Dearest community,
There is no easy way to say this. The poet and feminist art historian Moira Roth, who helped mentor this project from its infancy and who contributed words for our publication, has passed.
She was utterly unique. She treated life itself as a cause of joyful ceremony. From the beginning manifestations of Poets Reading the News, she would invite Elle and me over to her art-filled apartment with an insistent “We must celebrate!” Surrounded by quilts gifted to her by Faith Ringgold, we would indulge in pastries, sparkling wine, and conversations of creativity and equity.

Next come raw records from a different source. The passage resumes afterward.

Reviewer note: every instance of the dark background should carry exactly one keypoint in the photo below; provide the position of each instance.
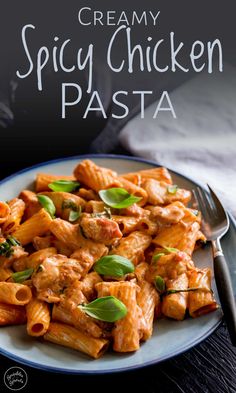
(36, 132)
(33, 132)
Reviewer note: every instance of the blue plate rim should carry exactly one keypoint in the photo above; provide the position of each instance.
(121, 369)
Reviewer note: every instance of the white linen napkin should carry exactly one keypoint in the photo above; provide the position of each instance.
(201, 142)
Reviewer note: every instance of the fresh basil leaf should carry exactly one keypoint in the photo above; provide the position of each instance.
(47, 204)
(160, 284)
(108, 309)
(171, 249)
(74, 215)
(172, 189)
(158, 256)
(20, 277)
(118, 198)
(6, 248)
(64, 185)
(113, 265)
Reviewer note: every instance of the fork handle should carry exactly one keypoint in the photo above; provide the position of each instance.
(226, 294)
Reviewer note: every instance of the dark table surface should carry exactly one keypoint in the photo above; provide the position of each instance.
(208, 367)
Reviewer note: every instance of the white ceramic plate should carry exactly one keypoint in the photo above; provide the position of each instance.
(169, 338)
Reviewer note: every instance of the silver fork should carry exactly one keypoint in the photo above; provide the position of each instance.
(215, 224)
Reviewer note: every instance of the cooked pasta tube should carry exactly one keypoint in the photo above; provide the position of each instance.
(134, 190)
(181, 236)
(40, 242)
(72, 297)
(4, 212)
(5, 273)
(87, 256)
(61, 314)
(160, 174)
(126, 333)
(67, 233)
(38, 317)
(158, 193)
(71, 337)
(37, 257)
(17, 208)
(12, 293)
(64, 202)
(88, 285)
(170, 214)
(44, 179)
(148, 226)
(175, 305)
(169, 266)
(147, 299)
(96, 177)
(37, 225)
(133, 246)
(12, 315)
(94, 207)
(201, 301)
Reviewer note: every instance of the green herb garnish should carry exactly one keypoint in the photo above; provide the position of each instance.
(160, 284)
(108, 309)
(64, 185)
(20, 277)
(6, 248)
(113, 265)
(47, 204)
(118, 198)
(172, 189)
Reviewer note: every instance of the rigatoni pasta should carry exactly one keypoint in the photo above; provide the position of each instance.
(96, 258)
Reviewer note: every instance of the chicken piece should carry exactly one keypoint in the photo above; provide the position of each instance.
(134, 211)
(158, 193)
(53, 275)
(87, 256)
(40, 242)
(170, 266)
(100, 229)
(17, 253)
(171, 214)
(67, 311)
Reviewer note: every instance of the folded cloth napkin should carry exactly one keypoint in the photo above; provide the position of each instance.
(201, 142)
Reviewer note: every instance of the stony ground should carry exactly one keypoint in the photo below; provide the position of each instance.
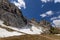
(33, 37)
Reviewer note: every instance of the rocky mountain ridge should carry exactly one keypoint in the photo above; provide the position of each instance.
(11, 15)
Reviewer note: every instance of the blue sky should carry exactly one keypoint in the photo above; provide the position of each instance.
(40, 9)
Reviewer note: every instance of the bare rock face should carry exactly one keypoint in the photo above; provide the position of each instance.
(11, 15)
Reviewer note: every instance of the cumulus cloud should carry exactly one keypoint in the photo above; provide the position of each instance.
(45, 1)
(48, 13)
(19, 4)
(57, 23)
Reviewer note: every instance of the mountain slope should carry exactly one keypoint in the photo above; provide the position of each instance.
(11, 15)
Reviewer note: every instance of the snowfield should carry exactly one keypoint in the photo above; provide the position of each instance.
(32, 30)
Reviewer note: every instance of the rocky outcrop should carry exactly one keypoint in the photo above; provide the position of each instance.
(45, 25)
(11, 15)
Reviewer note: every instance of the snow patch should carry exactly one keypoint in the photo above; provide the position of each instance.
(48, 13)
(55, 1)
(5, 33)
(57, 23)
(34, 29)
(19, 4)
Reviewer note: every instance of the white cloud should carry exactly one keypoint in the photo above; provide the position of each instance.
(57, 23)
(43, 15)
(45, 1)
(48, 13)
(20, 4)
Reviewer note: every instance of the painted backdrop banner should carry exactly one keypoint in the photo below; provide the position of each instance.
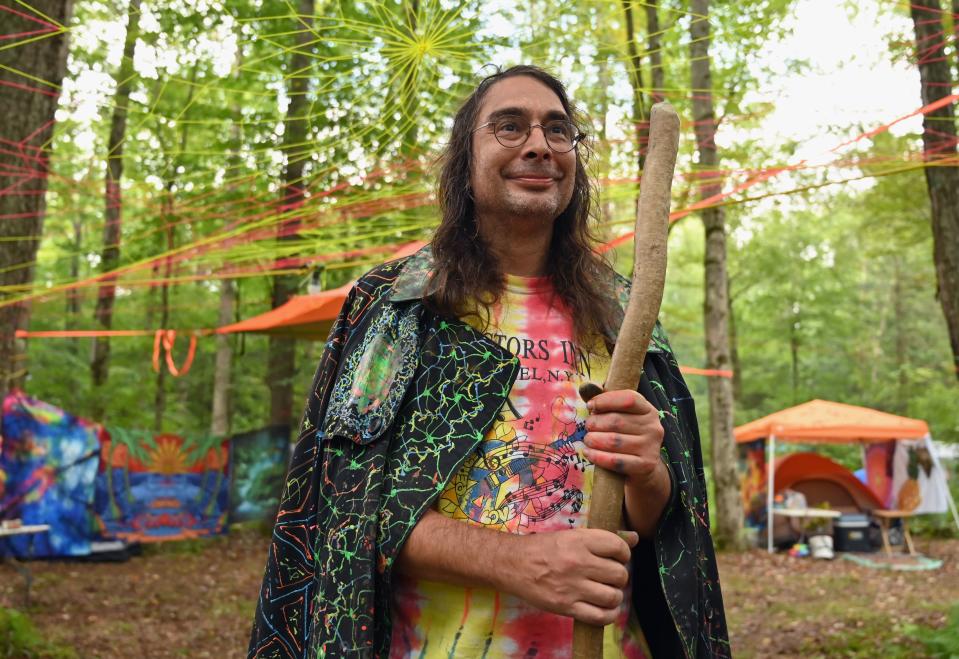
(48, 463)
(163, 487)
(258, 472)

She was a deep listener, a storyteller, a mentor, an advocate of women of color in the arts, a reader of the news, a teacher, and a friend. Art seemed to be her lifeblood and she was consistently inspired. Thank you, Moira, for all that you did and all that you were. You are truly missed.
Below, I’ve included some of her poetry, and some recent work that is resonating right now by Sarah Dickenson Snyder. You can find out more about this great woman here. I think from reading her poetry you’ll get a sense of her deft humor, insight, and inimitable grace.
With care,
J Spagnolo
Through Song? Leaflets Falling Through the Sky?
By Moira Roth
In the midst of the usual bombardment of news
I pause
To muse on that about Bob Dylan and about the South Korean “balloon bombers.”
Over the years, I have been haunted by Bob Dylan
–both his songs and his use of language
(later I come home to study his webpage) —
And was delighted
To read about his recent Nobel Prize for Literature
In today’s Times
I read the front-page article on him,
“Bob Dylan and New York City: A Complex, Fertile Romance”
And
“The Coolest Class at Harvard? It’s ‘Bob Dylan.’”
And yet,
a few pages later,
am totally immersed in
Chloe San Hun’s “Subverting North Korea. One Bundle of Leaflets at a Time.”
This article tells us about Lee Min-bok,
based in South Korea:
“On days when the wind blows to the north, Mr. Lee, 59,
ventures out with his secondhand five-ton truck, hauling a large hydrogen tank to the border with North Korea, an hour’s drive away. There, he fills dozens of 23-foot and 39-foot barrel-shaped balloons with the gas and lets them drift away.”
Among their content, these balloons carry “debunking” leaflets about the present leader of North Korea.
What has triggered my musings over Lee’s balloons and Bob Dylan?
It is because,
Almost dramatically,
The café is suddenly filled with children, prams and pregnant women,
And I ask myself
How will these children, when they grow up,
Hear news about the world?
Through songs?
Leaflets falling from the sky?
Reading a newspaper in a cafe?
News on the Internet?
Or through some new technological device?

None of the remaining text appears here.